На снегомерных сказал ребятишкам, что в армии им цены не будет с их дефицитной специальностью и опытом зимовки. Обрадовались, раньше им это и в голову не приходило. Надеюсь, что все наносное с ребят сотрут горы и обыкновенная, не абстрактная романтика. А для этого их еще надо жучить. Олег сегодня утром проспал время наблюдений. Такое ЧП было впервые, я разорался на него, но эти шкеты уже изучили меня: если я кричу, они и ухом не ведут, зато начинают метаться, как зайцы, если я значительно снижу голос. И вот, когда я разрядился, говорю им, что могу составить наблюдения, не выходя на площадку, и об этом в управе никто не догадается, однако сие будет служебным преступлением. Но если кто из них хоть еще раз проспит срок, сказал я, того с ходу разрублю на куски и разбросаю во все стороны света.

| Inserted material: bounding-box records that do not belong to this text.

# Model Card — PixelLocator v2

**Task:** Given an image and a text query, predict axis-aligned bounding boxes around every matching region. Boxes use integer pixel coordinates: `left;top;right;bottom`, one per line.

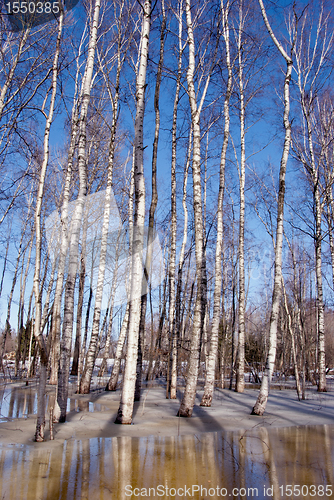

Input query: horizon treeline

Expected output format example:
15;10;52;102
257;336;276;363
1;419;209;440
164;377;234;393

0;0;334;441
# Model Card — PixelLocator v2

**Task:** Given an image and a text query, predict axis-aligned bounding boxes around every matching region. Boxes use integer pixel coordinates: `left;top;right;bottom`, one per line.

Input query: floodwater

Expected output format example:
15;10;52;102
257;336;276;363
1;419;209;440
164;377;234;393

0;388;334;500
0;384;105;422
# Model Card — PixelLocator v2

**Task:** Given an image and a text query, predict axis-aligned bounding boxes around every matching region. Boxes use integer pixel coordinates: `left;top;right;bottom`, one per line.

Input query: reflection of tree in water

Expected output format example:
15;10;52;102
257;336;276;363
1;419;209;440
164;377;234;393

0;426;334;500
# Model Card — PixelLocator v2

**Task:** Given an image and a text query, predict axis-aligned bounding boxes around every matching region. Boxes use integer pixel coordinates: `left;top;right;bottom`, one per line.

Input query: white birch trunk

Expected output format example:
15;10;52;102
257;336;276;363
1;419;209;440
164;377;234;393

33;10;64;441
57;0;100;422
166;1;183;399
235;2;246;392
115;0;151;424
106;303;130;391
178;0;205;417
201;0;232;406
252;0;292;415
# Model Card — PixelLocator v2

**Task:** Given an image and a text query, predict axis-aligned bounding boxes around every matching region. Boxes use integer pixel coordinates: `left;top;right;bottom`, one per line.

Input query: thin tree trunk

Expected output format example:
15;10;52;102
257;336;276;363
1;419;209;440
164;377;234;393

57;0;100;422
115;0;151;424
33;8;64;441
106;303;130;391
235;2;246;392
135;0;166;401
177;0;206;417
201;1;232;406
252;0;293;415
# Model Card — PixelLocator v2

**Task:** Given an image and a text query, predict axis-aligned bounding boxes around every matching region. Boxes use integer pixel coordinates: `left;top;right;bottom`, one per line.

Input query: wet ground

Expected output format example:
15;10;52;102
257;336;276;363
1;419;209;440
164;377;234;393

0;384;334;500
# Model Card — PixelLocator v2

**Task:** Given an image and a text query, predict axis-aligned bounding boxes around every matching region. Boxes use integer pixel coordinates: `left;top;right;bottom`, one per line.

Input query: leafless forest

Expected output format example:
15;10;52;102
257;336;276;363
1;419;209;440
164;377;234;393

0;0;334;441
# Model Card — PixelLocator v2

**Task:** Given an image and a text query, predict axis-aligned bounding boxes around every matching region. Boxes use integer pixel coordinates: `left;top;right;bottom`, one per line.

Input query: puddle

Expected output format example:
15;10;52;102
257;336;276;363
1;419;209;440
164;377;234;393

0;385;107;422
0;425;334;500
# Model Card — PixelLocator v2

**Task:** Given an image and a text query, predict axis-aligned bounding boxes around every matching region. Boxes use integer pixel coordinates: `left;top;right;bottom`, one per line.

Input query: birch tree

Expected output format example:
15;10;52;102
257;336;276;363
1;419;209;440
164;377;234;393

177;0;217;417
33;9;64;441
57;0;100;422
115;0;151;424
295;6;334;392
201;0;232;406
252;0;296;415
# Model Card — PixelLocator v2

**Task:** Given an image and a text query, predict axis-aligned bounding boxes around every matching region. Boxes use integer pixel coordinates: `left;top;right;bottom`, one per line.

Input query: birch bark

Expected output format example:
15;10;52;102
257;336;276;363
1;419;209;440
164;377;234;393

252;0;294;415
201;0;232;406
235;2;246;392
33;9;64;441
166;1;183;399
135;0;166;401
57;0;100;422
177;0;206;417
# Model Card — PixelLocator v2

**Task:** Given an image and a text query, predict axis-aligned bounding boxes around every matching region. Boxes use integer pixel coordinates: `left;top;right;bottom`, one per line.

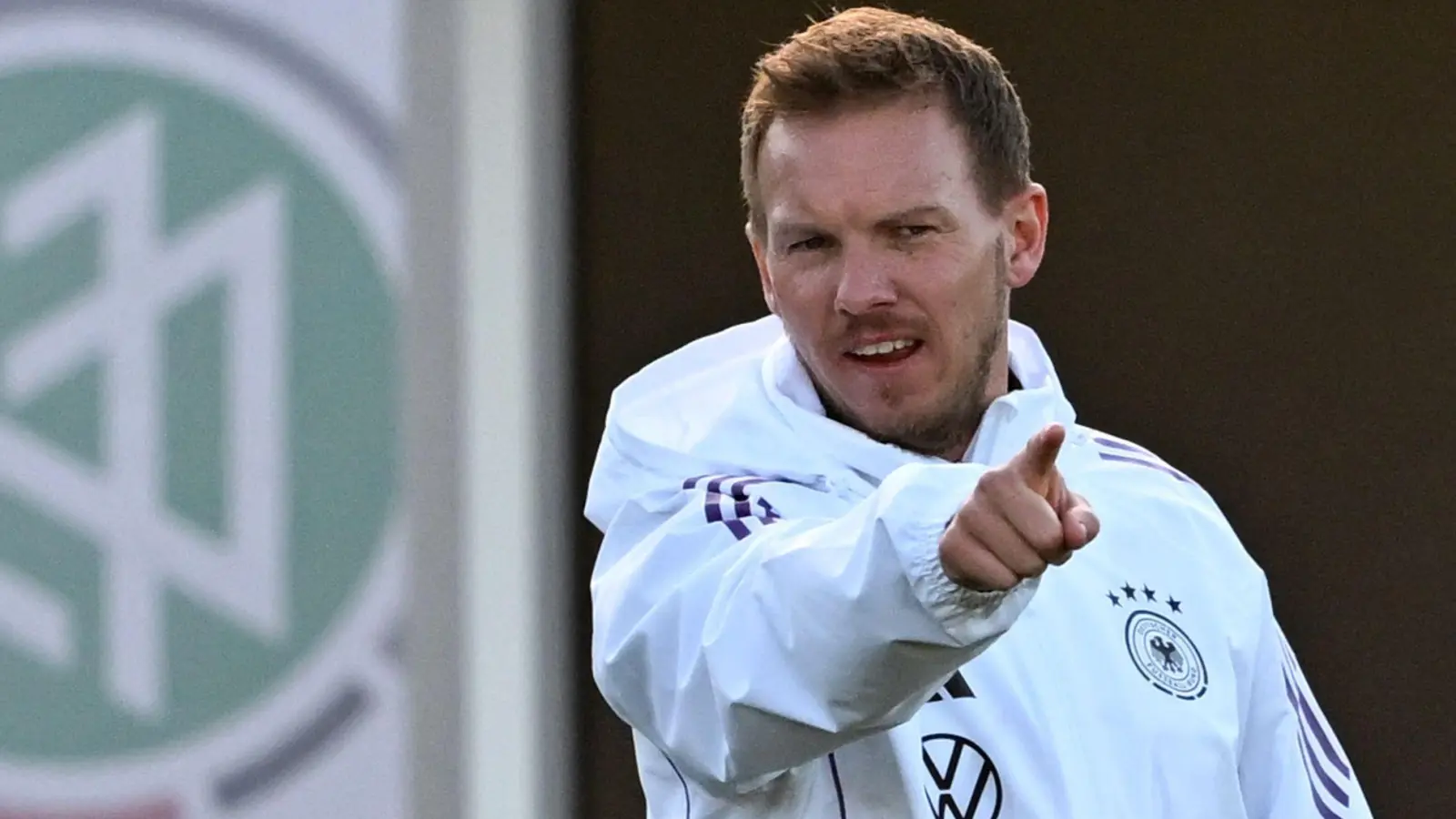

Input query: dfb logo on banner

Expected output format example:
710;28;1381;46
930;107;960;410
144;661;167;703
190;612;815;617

0;0;402;819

Они поняли, конечно, эту шутку, так как количество извилин в их мозгах медленно, но верно увеличивается. Вовка, например, с такой гордостью говорит, что он зимовщик, и с такой жадностью хватается за штормовку перед снегомерными, что я в него поверил и, хотя поругиваю для острастки, в душе доволен: получается человек!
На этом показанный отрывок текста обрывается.